Crawl4AI — LLM-Friendly Web Crawling
Open-source web crawler optimized for AI and LLM use cases. Extracts clean markdown, handles JavaScript-rendered pages, and supports structured data extraction.
Ready-to-run agent install
This asset can be installed after the agent chooses its runtime, checks the plan, and runs the matching command.
npx -y tokrepo@latest install cb19c9d4-6c2a-4443-80eb-043a440d79eb --target codexRun after dry-run confirms the install plan.
What it is
Crawl4AI is a Python library for crawling web pages and extracting content in formats optimized for large language models. Unlike traditional web scrapers that return raw HTML or DOM trees, Crawl4AI converts pages into clean markdown with structural metadata. This output is ready to feed directly into LLM prompts, RAG pipelines, or knowledge base indexing without manual cleanup.

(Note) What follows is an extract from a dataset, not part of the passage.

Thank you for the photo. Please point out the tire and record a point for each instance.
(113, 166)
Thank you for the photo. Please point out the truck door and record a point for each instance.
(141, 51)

The library uses an async architecture built on Playwright for browser automation, handling JavaScript-rendered pages, SPAs, and dynamic content that simpler HTTP-based scrapers miss. It is designed for developers building AI applications that need web data as input: research agents, content analysis pipelines, competitive intelligence tools, and automated documentation generators.
How it saves time or tokens
Raw HTML is token-heavy. A typical web page contains navigation menus, footers, ads, tracking scripts, and other boilerplate that inflates token count without adding useful content. Crawl4AI strips all of this, extracting only the main content and converting it to compact markdown. This can reduce token usage by 60-80% compared to feeding raw HTML into an LLM.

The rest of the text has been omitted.